Lui (Dario Argento, le pape du giallo italien qu’on avait plus souvent vu derrière la caméra que devant) a quatre-vingt ans et a été victime trois ans plus tôt d’un accident vasculaire qui menace de se répéter ; mais il garde sinon le pied ferme et la tête claire. Elle (Françoise Lebrun, l’égérie de Jean Eustache), ancienne psychiatre, a deux ans de moins que son époux mais est frappée d’un Alzheimer qui ne veut pas dire son nom. Ce couple habite un appartement labyrinthique du vingtième arrondissement parisien. Leur fils (Alex Lutz), un ancien toxicomane qui essaie tant bien que mal de décrocher, ne peut qu’assister impuissant à leur lente déchéance.
Gaspar Noé est un réalisateur qui ne laisse pas indifférent. On aime ou on déteste son cinéma coup de poing, volontiers provocateur, parfois un peu gratuit. Qui a vu Irréversible , la description brutale d’un viol en treize plans antichronologiques, s’en souvient à jamais. Enter the Void, Love ou Climax ne sont pas loin d’avoir eu sur moi le même impact. Critiquant Love, j’écrivais il y a cinq ans : « (…) il y a dans le cinéma de Gaspar Noé, qu’on l’aime ou pas, un dynamisme, une urgence, une ambition qui forcent l’admiration. Loin des « petits » films français pleins d’une ironie souriante, sitôt vus sitôt oubliés, Gaspar Noé ose traiter des sujets ambitieux. Tant pis s’il s’y fracasse. » Je pourrais au mot près dire la même chose de ce Vortex.
De quoi s’agit-il ? Du même sujet que celui traité avec la maestria que l’on sait par Michael Haneke il y a dix ans dans Amour : un couple aimant, au crépuscule de sa vie, dont l’épouse lentement perd la tête face à son mari impuissant. Cette histoire a déjà été racontée dans un film couvert de prix : palme d’or à Cannes, cinq Césars, dont celui du meilleur film, du meilleur réalisateur, du meilleur acteur, de la meilleure actrice, et l’Oscar du meilleur film étranger. Qu’y ajouter ? L’ombre portée d’Amour pèsera toujours sur Vortex et l’éclipsera à jamais.
Gaspar Noé, qui est un petit malin avide d’innovations formelles, utilise un procédé original pour filmer son histoire : le split screen. On voit deux images à l’écran filmées par deux séries de caméras : l’une s’attache à lui, l’autre à elle. Quelle est l’utilité de ce procédé, sinon celle de pouvoir afficher une originalité à tout prix ? Montre-t-il que ces deux vieillards évoluent dans deux univers séparés que rien ne réunira jamais plus ? Ce n’est guère évident, sachant qu’ils passent leurs journées ensemble à se croiser et à se recroiser.
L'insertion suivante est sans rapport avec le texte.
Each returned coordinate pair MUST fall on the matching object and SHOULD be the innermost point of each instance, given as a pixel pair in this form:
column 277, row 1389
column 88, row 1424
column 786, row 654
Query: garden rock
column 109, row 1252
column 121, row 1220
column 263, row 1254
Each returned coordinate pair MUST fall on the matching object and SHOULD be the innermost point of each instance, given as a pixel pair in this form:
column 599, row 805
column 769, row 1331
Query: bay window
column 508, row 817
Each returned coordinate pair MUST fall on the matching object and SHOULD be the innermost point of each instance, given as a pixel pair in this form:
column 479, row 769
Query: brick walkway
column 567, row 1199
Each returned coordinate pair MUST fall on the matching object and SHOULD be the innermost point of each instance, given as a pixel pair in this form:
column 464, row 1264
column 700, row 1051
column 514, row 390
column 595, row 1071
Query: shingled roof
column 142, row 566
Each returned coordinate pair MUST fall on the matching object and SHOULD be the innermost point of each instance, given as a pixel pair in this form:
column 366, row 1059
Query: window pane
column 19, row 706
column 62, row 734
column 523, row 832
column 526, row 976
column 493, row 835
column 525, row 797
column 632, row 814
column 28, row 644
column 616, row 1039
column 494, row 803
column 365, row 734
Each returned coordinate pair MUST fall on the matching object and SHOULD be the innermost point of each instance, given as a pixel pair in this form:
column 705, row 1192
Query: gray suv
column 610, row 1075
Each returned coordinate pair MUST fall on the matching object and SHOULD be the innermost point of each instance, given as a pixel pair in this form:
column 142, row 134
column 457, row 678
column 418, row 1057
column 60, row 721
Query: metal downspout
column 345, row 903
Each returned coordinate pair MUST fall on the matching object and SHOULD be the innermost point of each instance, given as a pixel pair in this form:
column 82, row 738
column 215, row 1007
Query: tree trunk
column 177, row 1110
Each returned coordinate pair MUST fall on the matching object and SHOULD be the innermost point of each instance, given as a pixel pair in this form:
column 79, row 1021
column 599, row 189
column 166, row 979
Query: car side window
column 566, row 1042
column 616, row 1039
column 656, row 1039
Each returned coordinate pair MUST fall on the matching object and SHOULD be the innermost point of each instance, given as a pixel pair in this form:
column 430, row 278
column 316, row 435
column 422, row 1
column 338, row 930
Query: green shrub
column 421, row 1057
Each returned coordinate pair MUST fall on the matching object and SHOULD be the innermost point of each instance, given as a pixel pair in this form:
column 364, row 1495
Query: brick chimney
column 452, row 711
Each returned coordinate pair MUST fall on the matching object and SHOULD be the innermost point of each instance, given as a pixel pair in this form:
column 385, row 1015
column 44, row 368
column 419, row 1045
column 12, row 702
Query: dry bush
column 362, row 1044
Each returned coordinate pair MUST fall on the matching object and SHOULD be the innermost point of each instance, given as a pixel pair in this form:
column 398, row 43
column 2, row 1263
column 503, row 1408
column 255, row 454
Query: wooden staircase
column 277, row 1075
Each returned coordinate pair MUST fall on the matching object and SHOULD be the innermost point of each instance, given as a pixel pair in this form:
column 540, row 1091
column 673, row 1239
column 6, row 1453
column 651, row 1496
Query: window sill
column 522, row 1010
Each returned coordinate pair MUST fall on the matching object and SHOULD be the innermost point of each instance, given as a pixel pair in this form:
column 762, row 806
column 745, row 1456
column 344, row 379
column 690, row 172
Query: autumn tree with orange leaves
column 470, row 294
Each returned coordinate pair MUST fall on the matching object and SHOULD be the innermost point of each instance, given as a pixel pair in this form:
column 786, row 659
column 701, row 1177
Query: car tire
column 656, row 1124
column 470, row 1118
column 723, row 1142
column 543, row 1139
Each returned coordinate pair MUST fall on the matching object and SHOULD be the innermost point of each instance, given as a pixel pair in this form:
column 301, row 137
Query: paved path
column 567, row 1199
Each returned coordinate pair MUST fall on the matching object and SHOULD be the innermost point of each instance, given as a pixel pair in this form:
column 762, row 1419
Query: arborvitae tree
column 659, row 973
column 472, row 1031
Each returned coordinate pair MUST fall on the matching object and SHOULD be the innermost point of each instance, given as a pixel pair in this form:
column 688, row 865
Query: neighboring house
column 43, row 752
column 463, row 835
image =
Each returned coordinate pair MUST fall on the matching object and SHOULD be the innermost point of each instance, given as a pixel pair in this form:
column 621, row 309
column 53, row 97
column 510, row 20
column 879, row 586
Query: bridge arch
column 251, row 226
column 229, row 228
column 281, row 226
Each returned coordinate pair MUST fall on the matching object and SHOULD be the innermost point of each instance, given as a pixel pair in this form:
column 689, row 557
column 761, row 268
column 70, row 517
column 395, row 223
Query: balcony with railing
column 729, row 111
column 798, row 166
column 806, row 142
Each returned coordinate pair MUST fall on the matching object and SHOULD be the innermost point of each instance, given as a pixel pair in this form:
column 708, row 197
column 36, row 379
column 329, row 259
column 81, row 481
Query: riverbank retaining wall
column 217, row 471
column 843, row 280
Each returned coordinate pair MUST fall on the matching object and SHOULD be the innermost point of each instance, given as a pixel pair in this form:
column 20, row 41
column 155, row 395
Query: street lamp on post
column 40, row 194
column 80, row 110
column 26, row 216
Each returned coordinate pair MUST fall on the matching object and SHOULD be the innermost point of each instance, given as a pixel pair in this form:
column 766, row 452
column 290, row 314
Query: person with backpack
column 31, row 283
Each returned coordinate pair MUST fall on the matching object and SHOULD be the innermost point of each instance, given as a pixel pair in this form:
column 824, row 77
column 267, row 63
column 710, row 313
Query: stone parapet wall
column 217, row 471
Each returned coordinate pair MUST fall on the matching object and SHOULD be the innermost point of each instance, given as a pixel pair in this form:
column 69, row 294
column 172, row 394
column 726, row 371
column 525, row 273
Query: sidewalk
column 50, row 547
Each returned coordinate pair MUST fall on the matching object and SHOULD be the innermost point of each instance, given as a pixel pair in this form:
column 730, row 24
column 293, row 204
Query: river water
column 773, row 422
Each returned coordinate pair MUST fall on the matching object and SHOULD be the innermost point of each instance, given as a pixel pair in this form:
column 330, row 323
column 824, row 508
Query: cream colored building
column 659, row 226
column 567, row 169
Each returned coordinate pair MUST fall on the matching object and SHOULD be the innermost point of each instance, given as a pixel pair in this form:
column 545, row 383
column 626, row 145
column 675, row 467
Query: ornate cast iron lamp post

Vortex dure deux heures et vingt deux minutes. C’est beaucoup. C’est trop. Au bout de quelques minutes, à suivre l’héroïne dans ses errances dont on comprend vite qu’aucune logique ne les guide plus sinon le chaos d’un cerveau déréglé, on se dit que le film sera long. Très long. Trop long. Quelques rebondissements viennent le relancer au bout d’une heure, notamment l’irruption de leur fils – au risque, dans deux séquences où on le voit loin de l’appartement parental, de nous faire perdre de vue ce qui aurait dû rester le seul lieu et le seul sujet du film. Mais Vortex n’en reste pas moins exténuant. Au point de se demander si Gaspar Noé n’a pas voulu avec sadisme épuiser notre patience. Tout comme il ne veut rien nous épargner avec tous ses détails scabreux d’une issue que l’on sait par avance fatale à son récit.
Arrivé à ce point de ma critique, je devrais logiquement la solder par une note assassine. Pourquoi trois étoiles alors à ce film dont je viens de dire qu’il plagiait le chef d’oeuvre de Haneke, que son split screen était m’as-tu-vu, que sa durée était exténuante ? Parce que, malgré tous ses défauts, Vortex et le cinéma de Gaspar Noé demeurent envers et contre tout un cinéma cent fois plus exigeant, dérangeant, novateur que le tout-venant dont Canal Plus – qui l’a produit – nous abreuve à longueur de semaines.